S’extraire de la molle puis serrer un peu les dents.
Même topo ou presque chez les Ocean Fifty où Thibaut Vauchel-Camus (Solidaires en Peloton – ARSEP) a, lui aussi, effectué une belle remontée hier, parvenant même à chiper les commandes de la flotte à Quentin Vlamynck (Arkema) dans la soirée, grâce, d’une part, à une bonne vitesse et, d’autre part, grâce à un joli choix de trajectoire, légèrement plus nord que ses rivaux. « Quand on n’est pas surtoilé, on est capable d’aller vite en limitant les risques. J’avoue cependant qu’hier, c’était assez tonique. Le bateau faisait de grands sauts dans les vagues, c’était humide et il fallait accepter d’être un peu trempé. Pour le reste, c’est un vrai parti pris d’aller chercher cette position-là, mais on est là où on voulait », a relaté le Bretillien ce matin, alors scotché dans la dorsale. « On est un peu collé. Il y a entre trois et cinq nœuds de vent. Ce n’est ni plaisant, ni reposant alors que l’enjeu du moment, justement, c’est de se requinquer, de se reposer, de remanger avant quelques heures assez toniques à venir », a expliqué Thibaut Vauchel-Camus. On l’a compris, le programme du jour s’annonce chargé et pas franchement des plus plaisants, avec cette fameuse zone de molle dont il faut réussir à s’extraire au plus vite avant de se coltiner le passage d’un front froid actif. Une barrière météorologique susceptible de rebattre les cartes.

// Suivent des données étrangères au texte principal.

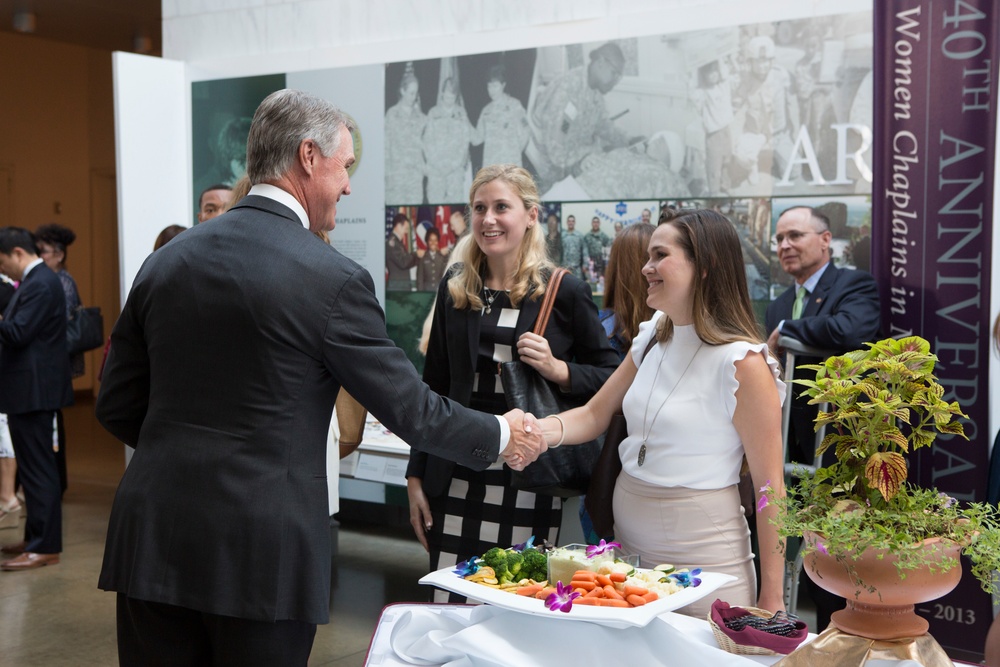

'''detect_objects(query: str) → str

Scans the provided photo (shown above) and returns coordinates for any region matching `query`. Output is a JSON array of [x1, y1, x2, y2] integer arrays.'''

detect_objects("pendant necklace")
[[483, 286, 503, 315], [638, 341, 704, 466]]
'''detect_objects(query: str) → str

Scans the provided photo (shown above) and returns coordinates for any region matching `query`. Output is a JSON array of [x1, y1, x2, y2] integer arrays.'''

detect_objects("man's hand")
[[766, 327, 783, 357], [501, 409, 547, 471]]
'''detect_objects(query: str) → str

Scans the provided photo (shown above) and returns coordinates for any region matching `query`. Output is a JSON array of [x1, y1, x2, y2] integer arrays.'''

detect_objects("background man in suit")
[[197, 182, 233, 223], [0, 227, 74, 571], [96, 89, 545, 666], [764, 205, 880, 631]]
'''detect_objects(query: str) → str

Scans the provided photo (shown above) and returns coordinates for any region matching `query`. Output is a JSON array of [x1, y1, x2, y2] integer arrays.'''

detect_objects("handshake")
[[500, 409, 549, 471]]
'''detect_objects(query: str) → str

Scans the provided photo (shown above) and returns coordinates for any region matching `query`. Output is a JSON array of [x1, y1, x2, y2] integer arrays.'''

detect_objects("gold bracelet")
[[549, 414, 566, 448]]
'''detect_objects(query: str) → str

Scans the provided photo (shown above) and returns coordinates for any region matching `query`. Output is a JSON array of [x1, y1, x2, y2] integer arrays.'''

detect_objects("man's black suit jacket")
[[406, 268, 620, 498], [0, 263, 73, 415], [96, 196, 502, 625], [764, 263, 880, 463]]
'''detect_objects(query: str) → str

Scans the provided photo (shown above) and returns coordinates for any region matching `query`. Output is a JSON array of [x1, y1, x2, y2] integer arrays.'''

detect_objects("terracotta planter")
[[802, 529, 963, 640]]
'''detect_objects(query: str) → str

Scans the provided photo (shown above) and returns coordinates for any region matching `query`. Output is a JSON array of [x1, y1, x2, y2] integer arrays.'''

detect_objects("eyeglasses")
[[774, 230, 822, 245]]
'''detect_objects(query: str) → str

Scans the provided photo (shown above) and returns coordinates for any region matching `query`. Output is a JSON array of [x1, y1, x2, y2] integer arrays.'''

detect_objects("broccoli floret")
[[521, 547, 548, 581], [482, 547, 511, 582], [507, 551, 525, 578]]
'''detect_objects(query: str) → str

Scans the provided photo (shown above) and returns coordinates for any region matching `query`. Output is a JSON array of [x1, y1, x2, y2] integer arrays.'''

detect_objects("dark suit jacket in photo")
[[96, 195, 503, 625], [406, 267, 620, 498], [764, 262, 880, 463], [0, 263, 74, 416]]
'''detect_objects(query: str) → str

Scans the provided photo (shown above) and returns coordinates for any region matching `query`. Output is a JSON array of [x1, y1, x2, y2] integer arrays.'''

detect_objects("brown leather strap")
[[532, 268, 568, 337]]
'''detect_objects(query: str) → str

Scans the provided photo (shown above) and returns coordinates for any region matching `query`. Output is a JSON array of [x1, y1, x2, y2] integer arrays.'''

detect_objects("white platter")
[[418, 566, 735, 629]]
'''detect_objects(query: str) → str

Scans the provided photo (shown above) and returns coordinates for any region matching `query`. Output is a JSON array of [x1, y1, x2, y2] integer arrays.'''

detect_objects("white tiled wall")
[[165, 0, 871, 78]]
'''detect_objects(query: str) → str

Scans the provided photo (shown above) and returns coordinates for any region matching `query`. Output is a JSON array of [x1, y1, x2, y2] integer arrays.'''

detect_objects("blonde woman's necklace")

Retrouver au plus vite des vents portants.
« Dans la molle, il y a le risque de voir tout le monde recoller et quand on aura fini de batailler dans les petits airs, des rafales à 35-40 vont venir animer notre samedi. On ne va pas s’ennuyer ! En tous les cas, il ne va pas falloir s’endormir. », a promis Corentin Douguet (Quéguiner – Innoveo), qui a repris le leadership chez les Class40 qu’il avait laissé, un temps, à ses adversaires plus proches de la route orthodromique. « Sportivement, l’écart se fait avec les autres, derrière, sans faire de choses spécialement magiques. Ce sont de bonnes sensations ! », a ajouté le Nantais qui espère continuer de creuser l’écart sur ses poursuivants les plus proches, relégués, ce matin, à plus de huit milles de son tableau arrière. Il le sait, cela passera, entre autres, par le fait de réussir à trouver le meilleur passage pour sortir de cette zone de vent faibles puis, ensuite, par le fait de parvenir à préserver au mieux son matériel dans le vent fort cet après-midi, à l’avant du front. « Elle n’est pas simple, cette transat. Il faut faire les bons choix et ce n’est pas évident », a concédé de con côté Charlie Dalin (Apivia), solide leader dans la classe des IMOCA avec aujourd’hui, près de 70 milles d’avance sur son dauphin, Louis Burton (Bureau Vallée), décalé une cinquantaine de milles dans son nord. « Dès le coup de canon, ça a plutôt bien déroulé pour moi. Je suis content de ma vitesse et de ma trajectoire. Maintenant, tout l’enjeu de réussir à passer au plus vite dans l’alizé. »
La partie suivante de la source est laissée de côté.